Mobile Arztpraxis
Viele niedergelassene Ärzte wollen heute ihren Beruf nicht mehr ausschließlich im Sprechzimmer ausüben. Moderne Arztinformationssysteme (AIS) bieten mannigfaltige Optionen für die mobile Nutzung – vom separaten Modul für Notdienst und Hausbesuche bis zum digitalen Komplettzugriff per Notebook, Heim-PC oder Tablet-PC.
Lösungen für den mobilen Einsatz der AIS werden von den Ärzten heutzutage immer stärker nachgefragt“, betont Ralf Franke, Bereichsleitung Technologie bei der medatixx in Bamberg. Vor allem das Arbeiten von zu Hause aus nehme immer mehr an Bedeutung zu: „Gerade jüngere Ärzte, die die mobile Arbeit mit IT-Systemen aus ihrem Alltag und zunehmend auch aus dem Klinikalltag gewohnt sind, wollen oft nicht darauf verzichten, wenn sie in die Niederlassung gehen.“
Mobile Nutzung nimmt zu
Warum auch? Natürlich bleibt der direkte Patientenkontakt auch im 21. Jahrhundert das zentrale Element der ärztlichen Tätigkeit. Aber der Praxisalltag erschöpft sich damit bekanntlich nicht: „Dinge wie Karteikarten vervollständigen oder Arztbriefe verfassen kann man selbstverständlich auch von zu Hause aus. Und natürlich gibt es eine erhebliche Anzahl von niedergelassenen Ärzten, die bei Hausbesuchen oder im Notdienst einen Zugriff auf ihre Daten nutzen wollen“, so Franke. Alles zusammen genommen, dürfte jeder dritte bis vierte Arzt schon heute sein AIS in irgendeiner Art mobil nutzen. Tendenz klar steigend.
Welche Möglichkeiten hat der niedergelassene Arzt, sein AIS auch mobil zu nutzen, sei es zu Hause, sei es unterwegs bei Hausbesuch oder Notdienst? „Grundsätzlich gibt es zwei Möglichkeiten“, erläutert Franke. Da sind zum einen die speziell für Situationen wie Hausbesuch oder Notdienst konzipierten AIS-Module, die meist auf einem Laptop installiert werden. Bei diesen Modulen arbeitet der Arzt unterwegs auf seinem mobilen Rechner und kann dabei eine Reihe von Funktionen der vertrauten Praxis-EDV nutzen. Zurück in der Praxis müssen die Daten dann mit dem AIS synchronisiert beziehungsweise ins AIS kopiert werden. Die zweite Variante ist der Fernzugriff auf das in den Praxisräumen installierte IT-System. Bei diesem Szenario arbeitet der Arzt direkt in seinem AIS, muss es also nicht nach der Rückkehr in die Praxis aktualisieren.
Modell Datenmitnahme
Wer sich für den mobilen Zugriff per „Datenmitnahme“ entscheidet, installiert die entsprechende Software auf dem Endgerät, das er unterwegs mitnehmen möchte. Über eine Dockingstation oder auf anderen Wegen werden dann jeweils nach Bedarf relevante Daten von der Praxis-EDV auf den mobilen Rechner geladen. Welche Daten das sind, kann der Arzt innerhalb gewisser Grenzen selbst entscheiden: Meist interessieren unterwegs Karteikarte und Stammdaten. Es können aber durchaus auch Formulare, Laborwerte oder eine Textverarbeitung mit „auf die Reise“ genommen werden.

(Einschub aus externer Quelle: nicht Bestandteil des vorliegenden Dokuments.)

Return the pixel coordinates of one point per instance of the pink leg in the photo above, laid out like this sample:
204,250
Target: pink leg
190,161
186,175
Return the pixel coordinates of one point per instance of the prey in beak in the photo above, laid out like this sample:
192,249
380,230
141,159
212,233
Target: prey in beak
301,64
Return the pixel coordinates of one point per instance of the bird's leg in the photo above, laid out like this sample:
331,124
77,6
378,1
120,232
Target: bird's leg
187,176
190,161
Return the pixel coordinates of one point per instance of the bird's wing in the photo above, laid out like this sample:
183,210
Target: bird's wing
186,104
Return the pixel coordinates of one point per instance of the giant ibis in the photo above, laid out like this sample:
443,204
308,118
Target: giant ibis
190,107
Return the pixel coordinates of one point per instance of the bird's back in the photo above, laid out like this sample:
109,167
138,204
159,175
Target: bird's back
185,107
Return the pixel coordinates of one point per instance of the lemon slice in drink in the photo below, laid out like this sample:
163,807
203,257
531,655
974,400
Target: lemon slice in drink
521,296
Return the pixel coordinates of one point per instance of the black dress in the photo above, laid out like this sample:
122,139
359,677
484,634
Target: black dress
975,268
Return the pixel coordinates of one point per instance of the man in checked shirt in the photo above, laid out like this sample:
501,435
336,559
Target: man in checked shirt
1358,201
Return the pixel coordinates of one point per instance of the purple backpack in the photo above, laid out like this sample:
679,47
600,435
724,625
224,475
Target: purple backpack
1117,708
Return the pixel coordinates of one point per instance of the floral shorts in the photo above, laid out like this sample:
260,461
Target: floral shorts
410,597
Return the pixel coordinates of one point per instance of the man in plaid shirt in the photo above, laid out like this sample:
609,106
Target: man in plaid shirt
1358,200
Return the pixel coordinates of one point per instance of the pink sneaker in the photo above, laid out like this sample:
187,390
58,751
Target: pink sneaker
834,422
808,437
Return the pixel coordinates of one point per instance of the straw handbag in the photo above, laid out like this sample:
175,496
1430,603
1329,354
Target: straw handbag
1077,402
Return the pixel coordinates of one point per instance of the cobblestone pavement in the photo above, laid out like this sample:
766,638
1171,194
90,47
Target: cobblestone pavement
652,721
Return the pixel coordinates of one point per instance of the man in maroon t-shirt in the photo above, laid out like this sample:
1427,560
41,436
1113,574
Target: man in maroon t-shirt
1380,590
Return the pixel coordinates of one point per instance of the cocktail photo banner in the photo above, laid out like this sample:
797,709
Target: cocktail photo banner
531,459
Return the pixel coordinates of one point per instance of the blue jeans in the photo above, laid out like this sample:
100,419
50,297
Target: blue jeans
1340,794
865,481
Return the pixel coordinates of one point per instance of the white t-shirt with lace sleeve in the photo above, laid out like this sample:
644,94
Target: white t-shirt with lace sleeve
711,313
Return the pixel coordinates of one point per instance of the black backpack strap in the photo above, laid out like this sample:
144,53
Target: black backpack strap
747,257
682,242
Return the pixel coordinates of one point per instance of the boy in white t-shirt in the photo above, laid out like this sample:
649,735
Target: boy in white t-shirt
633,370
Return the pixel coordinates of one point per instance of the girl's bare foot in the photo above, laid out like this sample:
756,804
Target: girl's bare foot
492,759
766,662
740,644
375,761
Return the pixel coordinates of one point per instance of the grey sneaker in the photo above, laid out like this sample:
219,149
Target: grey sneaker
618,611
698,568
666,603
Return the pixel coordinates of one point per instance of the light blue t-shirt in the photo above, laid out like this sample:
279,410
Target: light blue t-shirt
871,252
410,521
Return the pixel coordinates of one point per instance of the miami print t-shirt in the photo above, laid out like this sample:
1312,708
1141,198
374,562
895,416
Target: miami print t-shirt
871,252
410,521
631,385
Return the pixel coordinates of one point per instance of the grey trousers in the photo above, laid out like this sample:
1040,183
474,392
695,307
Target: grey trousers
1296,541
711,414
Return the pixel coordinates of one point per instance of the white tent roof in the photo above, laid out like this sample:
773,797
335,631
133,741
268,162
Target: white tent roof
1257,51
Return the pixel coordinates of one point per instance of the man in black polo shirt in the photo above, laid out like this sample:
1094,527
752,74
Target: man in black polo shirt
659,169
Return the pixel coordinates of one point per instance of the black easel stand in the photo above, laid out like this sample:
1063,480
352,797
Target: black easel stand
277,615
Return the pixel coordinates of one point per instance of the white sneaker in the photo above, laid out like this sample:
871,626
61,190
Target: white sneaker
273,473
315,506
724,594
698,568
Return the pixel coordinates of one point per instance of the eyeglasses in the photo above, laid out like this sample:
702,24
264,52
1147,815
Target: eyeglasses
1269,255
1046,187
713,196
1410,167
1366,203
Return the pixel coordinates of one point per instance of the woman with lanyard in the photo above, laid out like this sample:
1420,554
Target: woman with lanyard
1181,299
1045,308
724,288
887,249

Damit wird es dann beispielsweise möglich, unterwegs ein Rezept zu erstellen. Viel hängt natürlich davon ab, was der Arzt sonst noch so an Hardware mit sich herumtragen möchte. Die XXL-Version für Notdienst oder Hausbesuche ist ein Köfferchen, in dem nicht nur der Laptop, sondern auch noch ein Chipkartenlesegerät und ein kleiner Rezeptdrucker verstaut sind. Eine Alternative zu vollwertigen Chipkartenlesegeräten sind mobile Kartenlesegeräte, die deutlich kleiner und leichter sind. Sie dienen aber in der Regel nur als Zwischenspeicher für die von der Chipkarte eingelesenen Daten.